Nonostante le violenze gratuite, i rimorsi e le coscienze sporche, la contestazione era riuscita ad assumere una potenza tale per cui La Biennale fu costretta a dichiarare la propria assoluta disponibilità al colloquio ed ad accogliere i cambiamenti strutturali richiesti dal comitato del boicottaggio.
Due registi si dimisero dalla giuria, erano il lituano Jonas Mekas ed il tedesco Edgar Reitz, mentre autori come Marco Bellocchio, Liliana Cavani, Carmelo Bene e Bernardo Bertolucci annunciarono la loro partecipazione al concorso, così come Pier Paolo Pasolini che poi la ritirò all’ultimo minuto, anche se a discapito delle sue volontà la pellicola fu rimessa in gara ugualmente dal produttore, potando a casa la Coppa Volpi per Laura Betti, nel ruolo della serva Emilia del film Teorema.
“Accanirsi a voler a tutti i costi impedire la proiezione dei film è un atto non più di boicottaggio della mostra, ma una violenza, una sopraffazione sugli autori: una forma di terrorismo. Mando dunque il mio film alla mostra per oppormi subito al suo nascere contro un già delineato fascismo di sinistra” Pier Paolo Pasolini
L’edizione del 1968 fu l’ultima in cui alla Mostra internazionale d’arte cinematografica di Venezia furono assegnati dei premi, ciò fino al 1980, quando tornerà ad essere competitiva sotto la direzione di Carlo Lizzani.

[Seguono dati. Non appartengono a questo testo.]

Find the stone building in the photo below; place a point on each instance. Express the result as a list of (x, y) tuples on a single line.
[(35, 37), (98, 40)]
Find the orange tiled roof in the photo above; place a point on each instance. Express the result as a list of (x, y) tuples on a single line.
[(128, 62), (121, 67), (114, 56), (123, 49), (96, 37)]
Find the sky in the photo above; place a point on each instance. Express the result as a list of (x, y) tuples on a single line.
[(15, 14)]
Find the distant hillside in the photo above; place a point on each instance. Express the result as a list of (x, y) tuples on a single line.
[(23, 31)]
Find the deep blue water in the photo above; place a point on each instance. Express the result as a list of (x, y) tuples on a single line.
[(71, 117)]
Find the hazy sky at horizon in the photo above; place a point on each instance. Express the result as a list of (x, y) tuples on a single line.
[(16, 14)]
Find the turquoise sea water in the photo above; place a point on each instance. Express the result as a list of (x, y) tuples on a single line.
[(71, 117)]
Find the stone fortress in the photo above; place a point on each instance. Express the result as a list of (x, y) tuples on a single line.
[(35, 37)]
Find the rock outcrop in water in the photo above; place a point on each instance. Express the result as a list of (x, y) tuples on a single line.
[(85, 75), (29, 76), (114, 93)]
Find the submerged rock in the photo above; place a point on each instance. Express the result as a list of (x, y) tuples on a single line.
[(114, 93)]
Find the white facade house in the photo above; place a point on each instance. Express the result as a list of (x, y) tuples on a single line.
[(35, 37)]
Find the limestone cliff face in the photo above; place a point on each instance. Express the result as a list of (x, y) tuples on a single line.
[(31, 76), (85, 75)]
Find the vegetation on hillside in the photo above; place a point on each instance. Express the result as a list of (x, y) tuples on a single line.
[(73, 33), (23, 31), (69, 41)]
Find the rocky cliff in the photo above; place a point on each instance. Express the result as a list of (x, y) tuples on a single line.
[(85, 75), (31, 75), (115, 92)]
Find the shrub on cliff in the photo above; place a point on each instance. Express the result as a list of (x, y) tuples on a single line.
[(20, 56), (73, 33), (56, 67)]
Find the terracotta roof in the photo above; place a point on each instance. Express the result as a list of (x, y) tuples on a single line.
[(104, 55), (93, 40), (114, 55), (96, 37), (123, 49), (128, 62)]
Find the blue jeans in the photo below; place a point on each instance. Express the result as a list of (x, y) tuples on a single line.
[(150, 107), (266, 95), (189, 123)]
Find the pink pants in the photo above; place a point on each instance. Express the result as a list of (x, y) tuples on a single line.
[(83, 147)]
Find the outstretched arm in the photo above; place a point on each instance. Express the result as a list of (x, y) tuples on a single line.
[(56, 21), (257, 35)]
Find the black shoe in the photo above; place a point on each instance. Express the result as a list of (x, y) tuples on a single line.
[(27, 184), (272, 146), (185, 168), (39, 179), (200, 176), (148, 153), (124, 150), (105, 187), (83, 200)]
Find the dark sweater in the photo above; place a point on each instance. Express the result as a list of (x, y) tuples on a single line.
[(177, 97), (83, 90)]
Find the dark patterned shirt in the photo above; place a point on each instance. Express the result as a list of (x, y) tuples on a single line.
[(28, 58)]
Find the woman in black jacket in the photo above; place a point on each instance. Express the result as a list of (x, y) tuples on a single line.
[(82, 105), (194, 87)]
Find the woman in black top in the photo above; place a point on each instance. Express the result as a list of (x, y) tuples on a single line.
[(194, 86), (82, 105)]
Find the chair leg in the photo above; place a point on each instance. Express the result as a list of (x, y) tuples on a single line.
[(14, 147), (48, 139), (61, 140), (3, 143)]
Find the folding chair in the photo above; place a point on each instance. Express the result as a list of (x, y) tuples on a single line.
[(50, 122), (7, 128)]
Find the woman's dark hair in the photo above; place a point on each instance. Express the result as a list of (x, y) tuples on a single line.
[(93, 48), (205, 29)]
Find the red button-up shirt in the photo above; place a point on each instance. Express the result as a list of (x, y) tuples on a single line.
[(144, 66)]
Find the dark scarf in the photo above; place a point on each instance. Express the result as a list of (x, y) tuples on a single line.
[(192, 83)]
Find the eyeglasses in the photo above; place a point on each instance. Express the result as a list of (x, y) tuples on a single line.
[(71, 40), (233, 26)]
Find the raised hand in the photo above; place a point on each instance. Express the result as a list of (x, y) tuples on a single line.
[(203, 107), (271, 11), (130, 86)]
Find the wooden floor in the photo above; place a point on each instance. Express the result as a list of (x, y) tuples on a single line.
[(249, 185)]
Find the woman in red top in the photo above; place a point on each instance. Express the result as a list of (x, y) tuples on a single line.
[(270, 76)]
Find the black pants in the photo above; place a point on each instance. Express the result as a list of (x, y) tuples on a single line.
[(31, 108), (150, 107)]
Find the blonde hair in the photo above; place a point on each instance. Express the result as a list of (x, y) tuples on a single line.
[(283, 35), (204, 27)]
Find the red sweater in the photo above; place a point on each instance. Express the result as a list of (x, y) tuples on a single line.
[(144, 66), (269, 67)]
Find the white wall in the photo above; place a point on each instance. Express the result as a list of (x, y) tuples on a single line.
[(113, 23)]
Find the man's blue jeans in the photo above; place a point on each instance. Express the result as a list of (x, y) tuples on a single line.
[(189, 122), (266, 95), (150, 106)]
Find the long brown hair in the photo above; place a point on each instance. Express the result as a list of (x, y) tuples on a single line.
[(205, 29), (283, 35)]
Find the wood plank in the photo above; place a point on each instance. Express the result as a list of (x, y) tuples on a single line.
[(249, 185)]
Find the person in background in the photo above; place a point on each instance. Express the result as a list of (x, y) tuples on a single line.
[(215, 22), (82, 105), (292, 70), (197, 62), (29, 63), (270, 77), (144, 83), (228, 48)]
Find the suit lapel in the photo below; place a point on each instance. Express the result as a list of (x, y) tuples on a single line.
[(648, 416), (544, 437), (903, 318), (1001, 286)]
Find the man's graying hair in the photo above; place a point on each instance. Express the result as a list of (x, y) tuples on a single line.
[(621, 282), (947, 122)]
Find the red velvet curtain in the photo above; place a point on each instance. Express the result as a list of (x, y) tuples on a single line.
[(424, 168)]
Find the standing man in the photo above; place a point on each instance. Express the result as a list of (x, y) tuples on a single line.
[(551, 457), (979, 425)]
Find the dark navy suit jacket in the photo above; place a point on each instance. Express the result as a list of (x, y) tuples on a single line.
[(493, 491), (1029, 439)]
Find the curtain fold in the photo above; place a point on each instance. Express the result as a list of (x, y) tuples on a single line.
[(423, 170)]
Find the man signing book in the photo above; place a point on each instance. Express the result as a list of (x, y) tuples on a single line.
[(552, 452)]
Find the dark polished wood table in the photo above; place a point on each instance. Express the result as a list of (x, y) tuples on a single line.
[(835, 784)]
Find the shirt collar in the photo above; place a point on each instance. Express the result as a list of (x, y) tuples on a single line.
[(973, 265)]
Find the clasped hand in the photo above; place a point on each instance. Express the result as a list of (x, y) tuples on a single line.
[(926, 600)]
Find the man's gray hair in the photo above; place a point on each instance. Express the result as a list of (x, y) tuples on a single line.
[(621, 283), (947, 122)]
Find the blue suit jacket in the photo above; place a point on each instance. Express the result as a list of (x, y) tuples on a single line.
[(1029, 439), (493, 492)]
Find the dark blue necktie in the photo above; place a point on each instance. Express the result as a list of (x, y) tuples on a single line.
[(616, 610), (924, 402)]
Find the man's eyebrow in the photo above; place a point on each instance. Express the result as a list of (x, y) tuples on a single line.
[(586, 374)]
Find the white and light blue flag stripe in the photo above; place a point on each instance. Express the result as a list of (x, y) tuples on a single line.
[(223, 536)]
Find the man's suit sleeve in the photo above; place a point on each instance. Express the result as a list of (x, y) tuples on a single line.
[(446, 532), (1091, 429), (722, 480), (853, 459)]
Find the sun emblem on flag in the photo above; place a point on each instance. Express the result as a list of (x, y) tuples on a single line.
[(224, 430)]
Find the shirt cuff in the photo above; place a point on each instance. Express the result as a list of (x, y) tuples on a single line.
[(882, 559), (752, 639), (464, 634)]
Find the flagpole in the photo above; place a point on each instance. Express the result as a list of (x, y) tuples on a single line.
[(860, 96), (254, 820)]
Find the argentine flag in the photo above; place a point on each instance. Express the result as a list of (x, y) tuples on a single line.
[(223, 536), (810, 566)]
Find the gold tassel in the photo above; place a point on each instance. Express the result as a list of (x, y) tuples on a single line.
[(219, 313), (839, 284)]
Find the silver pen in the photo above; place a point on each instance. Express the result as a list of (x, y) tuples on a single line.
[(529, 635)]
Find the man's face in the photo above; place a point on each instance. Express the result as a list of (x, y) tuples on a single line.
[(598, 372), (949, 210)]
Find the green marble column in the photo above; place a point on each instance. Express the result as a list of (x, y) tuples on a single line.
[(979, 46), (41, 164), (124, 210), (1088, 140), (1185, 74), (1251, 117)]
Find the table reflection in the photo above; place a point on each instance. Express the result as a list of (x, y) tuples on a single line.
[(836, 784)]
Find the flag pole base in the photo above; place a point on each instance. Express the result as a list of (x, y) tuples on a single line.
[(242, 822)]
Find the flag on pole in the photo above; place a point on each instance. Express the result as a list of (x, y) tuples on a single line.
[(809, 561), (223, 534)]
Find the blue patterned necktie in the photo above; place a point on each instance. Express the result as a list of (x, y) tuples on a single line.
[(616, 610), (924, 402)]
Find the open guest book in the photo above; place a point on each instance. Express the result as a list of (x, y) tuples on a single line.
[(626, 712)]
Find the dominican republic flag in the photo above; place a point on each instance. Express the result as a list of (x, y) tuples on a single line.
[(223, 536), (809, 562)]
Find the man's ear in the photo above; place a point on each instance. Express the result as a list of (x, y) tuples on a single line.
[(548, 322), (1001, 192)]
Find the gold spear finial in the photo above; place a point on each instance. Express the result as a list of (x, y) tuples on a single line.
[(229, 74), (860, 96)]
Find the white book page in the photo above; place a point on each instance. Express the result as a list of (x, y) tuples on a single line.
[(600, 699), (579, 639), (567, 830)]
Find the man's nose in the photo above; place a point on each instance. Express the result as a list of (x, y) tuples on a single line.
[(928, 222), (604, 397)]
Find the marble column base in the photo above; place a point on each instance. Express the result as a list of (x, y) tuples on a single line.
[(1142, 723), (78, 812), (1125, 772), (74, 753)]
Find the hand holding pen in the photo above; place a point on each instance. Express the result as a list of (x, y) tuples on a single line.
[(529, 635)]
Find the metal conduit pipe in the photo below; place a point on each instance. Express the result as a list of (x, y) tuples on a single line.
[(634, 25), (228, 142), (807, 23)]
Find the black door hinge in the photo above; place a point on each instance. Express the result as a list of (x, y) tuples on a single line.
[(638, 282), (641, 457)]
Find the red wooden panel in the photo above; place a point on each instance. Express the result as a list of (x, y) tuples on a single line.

I personaggi di fantasia: Ettore, Franco, Caterina e il giovane “battista” sessantottino vogliono essere di stimolo per farci immaginare questi studenti, i loro drammi, i loro desideri e le paure, le violenze subite e i miti falliti. Tutto il resto è storia, è rivendicazione dell’Arte, è salvaguardia del Cinema, della sua purezza e del suo potere.